# Content

We list the main components found in this directory:
  - `CHaRS_XXX.ipynb`: Extraction of Activations, computations of Cluster Centroids, OT Mappings, Principal Components etc, and generates the steering config file in `/outputs` for the generations under steering. XXX Represents the method and configuration.
  - `generate_responsees_XXX.py`: generation of steered responses (with our vLLM fork) used for evaluation; XXX represents the respective method and configuration.
  - `evaluate_jailbreak_XXX.py`: evaluation on `HarmBench`; XXX represents the respective method and configuration.
  - `eval_tinybench.sh`: script to run the evaluation of tinyBenchmarks. (with `github.com/EleutherAI/lm-evaluation-harness`)
  - `endpoint.py`: an OpenAI-compatible endpoint server that hosts the respective model that we want to run language evaluations on.


# Installation

1. Create conda environment:

```bash
conda create -n chars python=3.11
conda activate chars
pip install -r requirements.txt
conda deactivate
cd ..
```

2. Install vLLM from source (following the instructions in the vLLM repo https://docs.vllm.ai/en/stable/getting_started/installation/gpu.html):

```bash
cd ../vllm/
conda activate chars
python use_existing_torch.py
pip install -r requirements-build.txt
pip install --editable . --no-build-isolation
conda deactivate
cd ..
```

3. Create a separated conda environment for lm-evaluation-harness and install it
   following https://github.com/EleutherAI/lm-evaluation-harness:

```bash
cd ..
conda create -n lm_eval python=3.11
conda activate lm_eval
git clone --depth 1 https://github.com/EleutherAI/lm-evaluation-harness
cd lm-evaluation-harness
pip install -e ."[api]"
pip install git+https://github.com/felipemaiapolo/tinyBenchmarks
conda deactivate
cd ..
```

# Generating the results

1. Run the `CHaRS_XXX.ipynb` notebook for any choice of configuration (XXX) to extract the activations and constructs the steering configurations file necessary for generations under steering for the desired model.

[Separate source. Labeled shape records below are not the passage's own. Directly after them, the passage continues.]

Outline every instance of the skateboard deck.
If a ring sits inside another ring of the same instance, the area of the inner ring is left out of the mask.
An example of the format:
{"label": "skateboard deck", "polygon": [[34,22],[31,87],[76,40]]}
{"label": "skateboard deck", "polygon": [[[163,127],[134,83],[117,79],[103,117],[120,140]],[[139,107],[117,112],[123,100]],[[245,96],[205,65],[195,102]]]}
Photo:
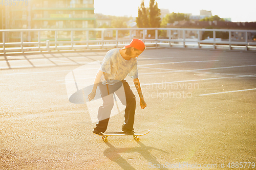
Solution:
{"label": "skateboard deck", "polygon": [[135,140],[139,141],[140,138],[138,137],[138,136],[145,135],[150,132],[150,130],[146,130],[141,132],[134,132],[134,134],[133,135],[126,134],[124,132],[105,132],[102,133],[101,134],[93,133],[96,135],[101,136],[104,142],[107,142],[108,137],[109,136],[133,136],[133,138]]}

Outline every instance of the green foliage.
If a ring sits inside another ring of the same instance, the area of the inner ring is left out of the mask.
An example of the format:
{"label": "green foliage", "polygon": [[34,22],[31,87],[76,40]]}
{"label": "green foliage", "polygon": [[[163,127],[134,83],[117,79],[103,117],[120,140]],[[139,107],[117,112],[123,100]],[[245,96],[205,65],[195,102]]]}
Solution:
{"label": "green foliage", "polygon": [[182,13],[173,12],[171,14],[168,14],[163,18],[161,23],[161,27],[165,27],[167,23],[173,23],[175,21],[180,20],[189,20],[189,15]]}
{"label": "green foliage", "polygon": [[144,1],[141,2],[140,8],[138,8],[138,17],[136,18],[137,26],[139,28],[150,27],[147,14],[148,9],[145,8]]}
{"label": "green foliage", "polygon": [[[203,39],[207,39],[207,37],[214,38],[214,32],[212,31],[205,31],[203,33]],[[216,37],[220,38],[222,39],[228,39],[229,34],[228,32],[216,31]]]}
{"label": "green foliage", "polygon": [[200,21],[225,21],[223,18],[221,18],[218,15],[211,16],[209,17],[206,17],[200,19]]}
{"label": "green foliage", "polygon": [[155,3],[155,0],[150,0],[148,9],[148,20],[150,26],[151,28],[159,28],[160,26],[161,12],[158,8],[157,3]]}

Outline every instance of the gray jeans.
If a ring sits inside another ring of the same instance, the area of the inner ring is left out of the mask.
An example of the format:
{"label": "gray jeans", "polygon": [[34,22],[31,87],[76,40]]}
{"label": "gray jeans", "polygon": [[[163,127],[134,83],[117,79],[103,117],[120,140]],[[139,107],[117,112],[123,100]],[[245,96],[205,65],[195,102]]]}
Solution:
{"label": "gray jeans", "polygon": [[124,110],[124,127],[131,130],[133,129],[136,109],[135,96],[125,80],[122,81],[121,82],[122,85],[120,88],[120,84],[118,84],[119,83],[112,85],[99,84],[103,105],[99,108],[98,119],[99,121],[96,126],[102,132],[106,130],[111,110],[114,106],[114,93],[117,95],[122,104],[126,106]]}

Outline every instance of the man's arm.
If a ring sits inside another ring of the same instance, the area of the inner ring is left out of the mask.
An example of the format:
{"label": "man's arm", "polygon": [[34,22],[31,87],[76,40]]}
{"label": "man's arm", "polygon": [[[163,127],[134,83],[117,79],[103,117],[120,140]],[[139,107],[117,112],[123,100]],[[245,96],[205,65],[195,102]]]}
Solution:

The configuration file will generated in the `output/` folder.
2. Run the `generate_responsees_XXX.py` script to generate the steered responses for the desired model. The generations will also be saved in `output/`. 
3. The `evaluate_jailbreak.py` script will evaluate the generations on `HarmBench`. The output will be saved in the `output/` folder.
4. Run the `eval_tinybench.sh` script in the `lm-eval` environment to evaluate the steered
   generation on tinyBenchmarks.
   - You must first serve run `endpoint.py` script to serve an OpenAI-compatible endpoint
     server with CHaRS/CHaRS_PCT supported. Change the model name in the script to the
     one you want to evaluate.
   - Change the `MODELS` and `port` variables in the `eval_tinybench.sh` script to the models you want to
     evaluate and the port of the endpoint server.
   - The output will be saved in the `benchmarks/` folder.